UMC head freed after interrogation

PROBE Prosecutors questioned Robert Tsao, United Microelectronics Corp chairman, about claims that his company had aided a Chinese semiconductor firm

By Lisa Wang  /  STAFF REPORTER

In a marathon 12-hour interrogation session, prosecutors yesterday questioned United Microelectronics Corp (UMC, 聯電) chairman Robert Tsao (曹興誠) about his company's alleged illegal investment in the Chinese semiconductor start-up He Jian Technology (Suzhou) Co (和艦).

Prosecutors suspect Tsao of violating the Securities and Exchange Law (證券交易法) by not properly disclosing details about UMC's alleged assistance and technological support to He Jian.

It was the latest step in the investigation into UMC, the world's second-largest contract chipmaker, after investigators raided its offices in mid-February.

"We only shared our experience with investing in the building of manufacturing plants with He Jian," Tsao told a press conference late last night after being released by prosecutors.

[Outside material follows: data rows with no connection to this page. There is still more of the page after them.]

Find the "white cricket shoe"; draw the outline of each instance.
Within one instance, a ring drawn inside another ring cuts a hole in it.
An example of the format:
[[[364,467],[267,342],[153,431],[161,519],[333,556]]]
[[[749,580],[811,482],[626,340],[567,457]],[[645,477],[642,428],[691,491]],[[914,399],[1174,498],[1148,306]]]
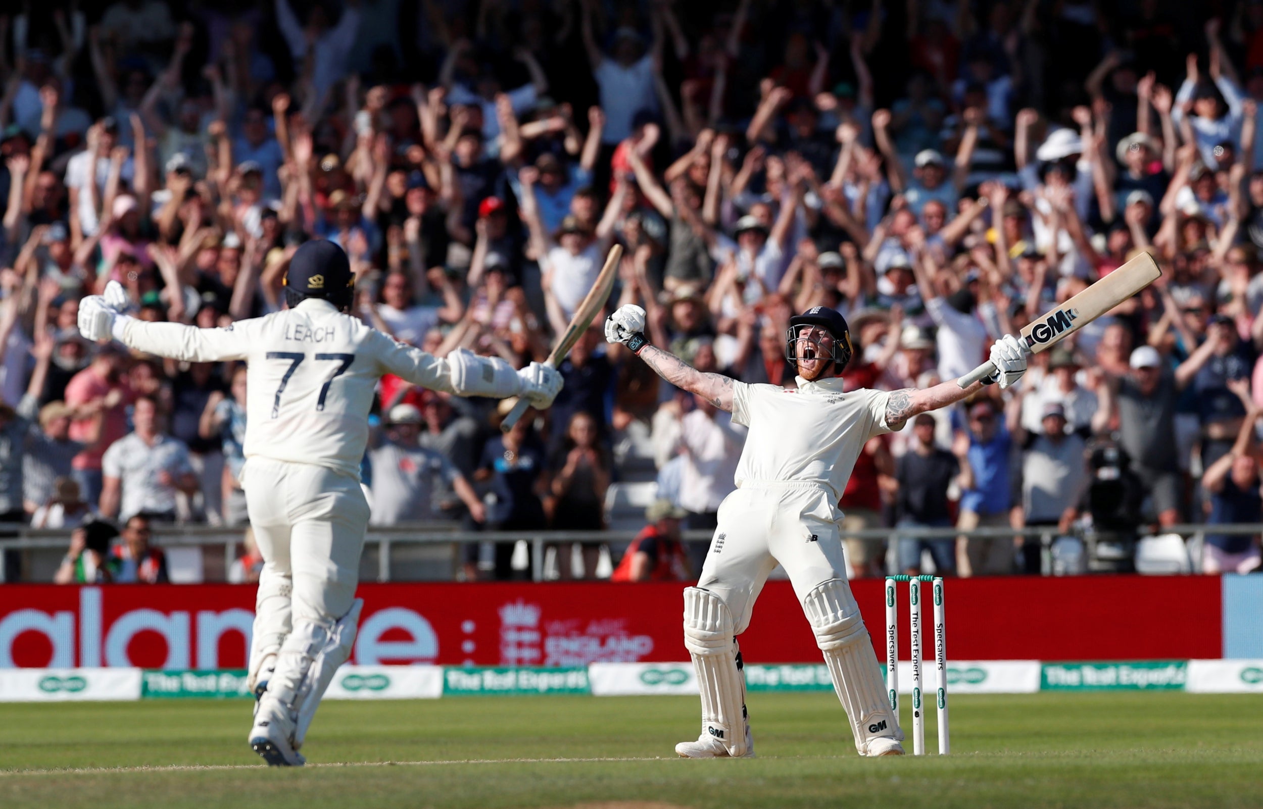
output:
[[[868,743],[868,748],[869,748],[869,751],[868,751],[869,756],[902,756],[903,755],[903,745],[899,743],[899,740],[890,738],[888,736],[880,736],[878,738],[874,738],[873,741],[870,741]]]
[[[676,752],[681,759],[729,759],[731,753],[724,742],[710,733],[702,733],[695,742],[679,742]],[[745,723],[745,755],[741,759],[754,757],[754,737],[750,735],[750,723]]]
[[[254,727],[250,728],[250,750],[272,767],[301,767],[307,764],[290,741],[292,723],[275,698],[266,694],[255,707]]]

He said that UMC has neither invested in He Jian nor transferred any orders to the Chinese chipmaker.

But when asked whether UMC transferred patents to He Jian, Tsao said he has offered some details about this to investigators. He declined to elaborate.

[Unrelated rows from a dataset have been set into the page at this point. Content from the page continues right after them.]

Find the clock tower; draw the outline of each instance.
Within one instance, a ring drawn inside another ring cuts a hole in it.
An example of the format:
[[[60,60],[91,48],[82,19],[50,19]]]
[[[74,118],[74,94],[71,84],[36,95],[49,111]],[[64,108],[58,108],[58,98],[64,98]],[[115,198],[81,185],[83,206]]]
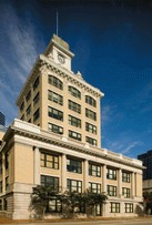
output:
[[[74,54],[70,51],[69,44],[58,35],[53,34],[44,55],[71,71],[71,60]]]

In addition to Tsao, prosecutors plan to summon UMC vice chairman John Hsuan (宣明智) to explain the relationship between UMC and He Jian as soon as possible, said Tsai Tien-yuan (蔡添源), spokesman for the Hsinchu Prosecutors' Office.

No timeframe has been set for questioning Hsuan, Tsai said.

In April, the Financial Supervisory Commission fined Tsao NT$3 million (US$95,860) for his company's late disclosure of information regarding UMC's ties with He Jian.

Tsao was punished because he is the person responsible for UMC, the commission said at the time.

This was the first time that Tsao was questioned as a defendant after some UMC shareholders accused him of a breach of trust in March.

Tsao said in March that UMC only provided a consulting service to the Chinese chipmaker, and that it would obtain a 15 percent stake in He Jian in exchange for "past assistance."